To learn art historical methods of modeling the figure
To transfer relevant master techniques to contemporary practice
Copies of old master drawings from Learning Anatomy from the Great Masters by Robert Beverly Hale
Vellum paper for tracing
Soft graphite and white pastel pencil
Play one of the Robert Bevely Hale video segments on YouTube for student to see masterful instruction on master techniques
Distribute master drawing copies
Direct student to all copy the same drawing
After set time (20 minutes) exhibit all drawings on the board and discuss the translation of master techniques into the student drawings. Ask students to determine what to focus on in next drawing.
Repeat for the other 2 drawings.
Save time for some quick life sketches of students posing for each other.
Facilitate comments on what student learned from the great masters.
Jack's use of strong lines and varied line quality gives his work a very animated look with a dramatic Gestalt. His range of values is limited in a positive way. Today my work has improved in the relationships of muscles to the overall proportion of the figure which makes it more realistic from an anatomical perspective. "Cheating" from the old masters has given me greater confidence in drawing figures. - Lisa L
I learned mostly from the masters during the line tracings is relationship of each muscle, in each piece of work the models were in different positions, which called for different value and contrast on each muscle. They also showed chiaroscuro on each object in the work which will help me add depth to my art pieces. - Randy Q
TIMING: I have never done master copies with my students before but the result was profound. I believe that using the copying lesson after the mid term is important.

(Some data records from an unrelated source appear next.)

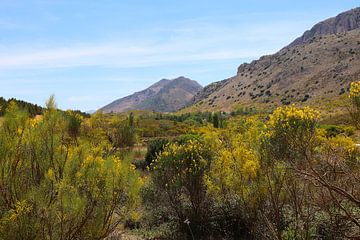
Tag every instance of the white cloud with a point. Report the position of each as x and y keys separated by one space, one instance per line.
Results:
x=193 y=42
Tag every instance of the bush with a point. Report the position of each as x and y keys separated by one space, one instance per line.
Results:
x=52 y=189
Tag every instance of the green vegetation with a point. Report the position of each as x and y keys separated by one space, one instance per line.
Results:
x=245 y=175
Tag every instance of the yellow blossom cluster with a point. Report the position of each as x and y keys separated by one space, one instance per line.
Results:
x=291 y=114
x=20 y=208
x=354 y=90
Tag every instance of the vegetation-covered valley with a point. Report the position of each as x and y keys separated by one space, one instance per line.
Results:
x=245 y=175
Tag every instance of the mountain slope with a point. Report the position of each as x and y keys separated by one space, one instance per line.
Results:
x=320 y=67
x=163 y=96
x=343 y=22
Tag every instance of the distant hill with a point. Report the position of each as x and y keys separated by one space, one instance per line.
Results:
x=164 y=96
x=31 y=108
x=317 y=66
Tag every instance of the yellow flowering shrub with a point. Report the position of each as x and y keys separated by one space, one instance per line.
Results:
x=291 y=133
x=236 y=165
x=52 y=188
x=354 y=108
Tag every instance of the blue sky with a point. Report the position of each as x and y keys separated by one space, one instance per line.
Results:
x=91 y=52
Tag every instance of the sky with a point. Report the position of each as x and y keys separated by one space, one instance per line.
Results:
x=91 y=52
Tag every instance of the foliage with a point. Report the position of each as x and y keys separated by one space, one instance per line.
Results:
x=354 y=108
x=53 y=189
x=292 y=133
x=178 y=184
x=155 y=147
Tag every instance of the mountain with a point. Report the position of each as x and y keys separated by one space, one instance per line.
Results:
x=164 y=96
x=343 y=22
x=317 y=66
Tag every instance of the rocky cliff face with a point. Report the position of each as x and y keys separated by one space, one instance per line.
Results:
x=343 y=22
x=163 y=96
x=320 y=65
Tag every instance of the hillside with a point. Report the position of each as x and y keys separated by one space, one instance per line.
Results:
x=319 y=65
x=164 y=96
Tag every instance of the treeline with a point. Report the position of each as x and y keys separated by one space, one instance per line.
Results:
x=251 y=176
x=32 y=109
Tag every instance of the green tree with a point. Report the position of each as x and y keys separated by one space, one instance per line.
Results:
x=52 y=189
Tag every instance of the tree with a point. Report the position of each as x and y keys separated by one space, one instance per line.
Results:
x=53 y=189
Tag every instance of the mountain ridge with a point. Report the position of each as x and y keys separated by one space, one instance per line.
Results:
x=163 y=96
x=319 y=67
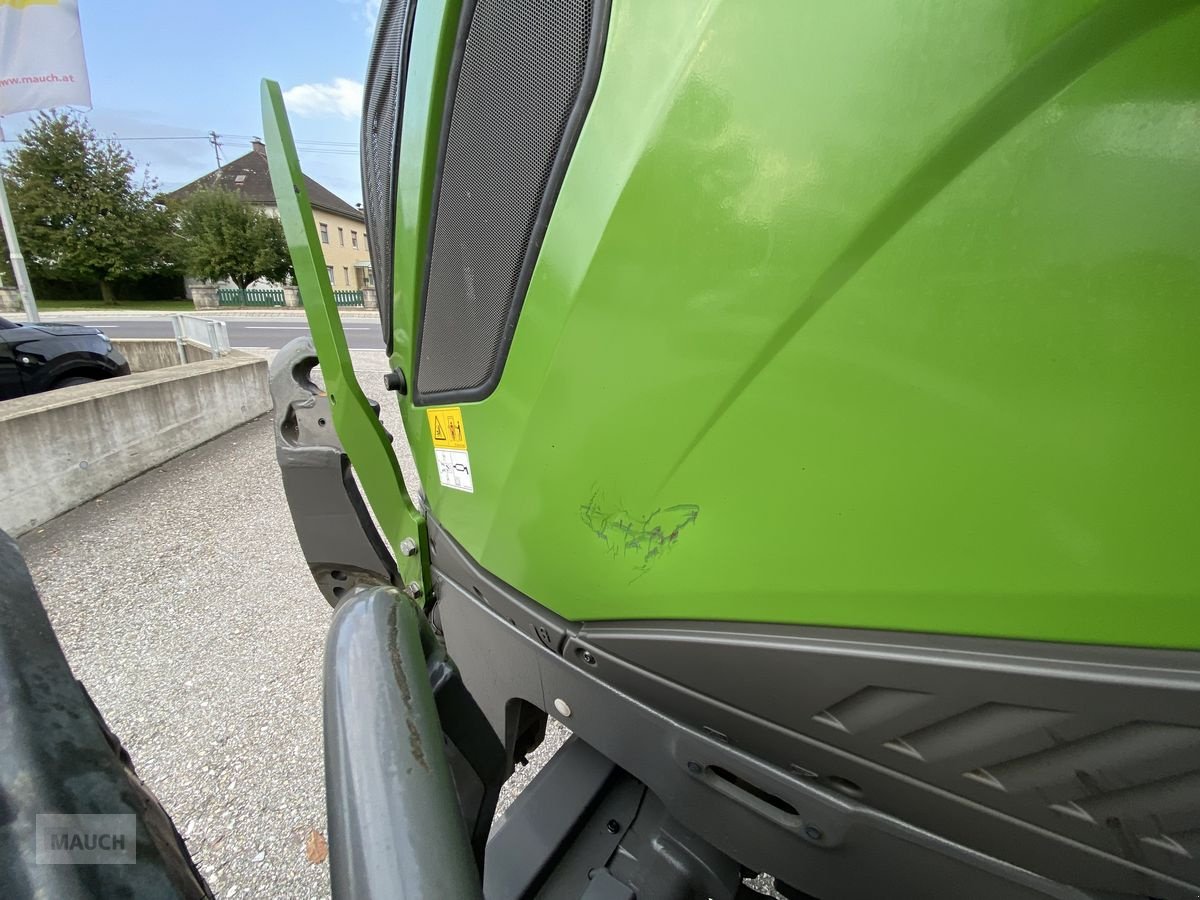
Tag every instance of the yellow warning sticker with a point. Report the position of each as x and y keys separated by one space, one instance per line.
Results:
x=445 y=426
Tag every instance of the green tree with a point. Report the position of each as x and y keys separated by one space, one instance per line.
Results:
x=223 y=237
x=81 y=209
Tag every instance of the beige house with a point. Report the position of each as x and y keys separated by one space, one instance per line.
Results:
x=342 y=227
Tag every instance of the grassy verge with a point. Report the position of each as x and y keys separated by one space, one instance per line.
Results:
x=130 y=305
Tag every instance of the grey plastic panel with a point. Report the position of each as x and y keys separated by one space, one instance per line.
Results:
x=832 y=846
x=1101 y=745
x=923 y=760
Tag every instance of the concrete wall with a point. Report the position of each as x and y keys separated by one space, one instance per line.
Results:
x=63 y=448
x=145 y=354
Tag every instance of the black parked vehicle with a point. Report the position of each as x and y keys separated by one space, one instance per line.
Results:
x=47 y=355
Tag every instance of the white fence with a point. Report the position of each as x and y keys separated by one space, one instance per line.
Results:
x=211 y=334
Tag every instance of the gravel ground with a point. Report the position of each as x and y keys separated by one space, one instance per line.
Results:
x=184 y=604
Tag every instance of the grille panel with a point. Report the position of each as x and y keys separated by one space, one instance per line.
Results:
x=522 y=76
x=382 y=101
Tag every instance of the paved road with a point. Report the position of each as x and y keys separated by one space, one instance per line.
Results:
x=271 y=333
x=185 y=605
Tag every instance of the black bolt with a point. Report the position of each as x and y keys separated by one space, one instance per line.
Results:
x=395 y=381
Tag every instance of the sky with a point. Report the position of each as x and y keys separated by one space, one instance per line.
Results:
x=178 y=70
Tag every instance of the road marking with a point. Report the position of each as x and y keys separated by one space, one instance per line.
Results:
x=300 y=328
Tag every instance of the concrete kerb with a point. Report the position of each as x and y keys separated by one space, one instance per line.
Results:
x=63 y=448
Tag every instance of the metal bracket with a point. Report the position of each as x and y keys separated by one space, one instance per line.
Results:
x=336 y=533
x=359 y=431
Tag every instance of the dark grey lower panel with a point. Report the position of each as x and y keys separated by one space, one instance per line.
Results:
x=867 y=765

It is key to first study basic anatomy and blocking in techniques. After anatomy and blocking in, student have the foundations to apply what they learn from master copies. I plan to use this lesson in classes in the future.
CONFIDENCE: The students built their confience during the master copies. They knew the theory of chiaroscuro and blocking in but had not seen it done at the highest level. They were primed with enough information about drawing to absorb the master level approaches and integrate them into their practice.
NON-VERBAL LEARNING: When I asked in critique what they had learned they were speechless. I honored the quiet and called their experience "non-verbal learning" and let them meditate on how their drawing changed by copying from the masters.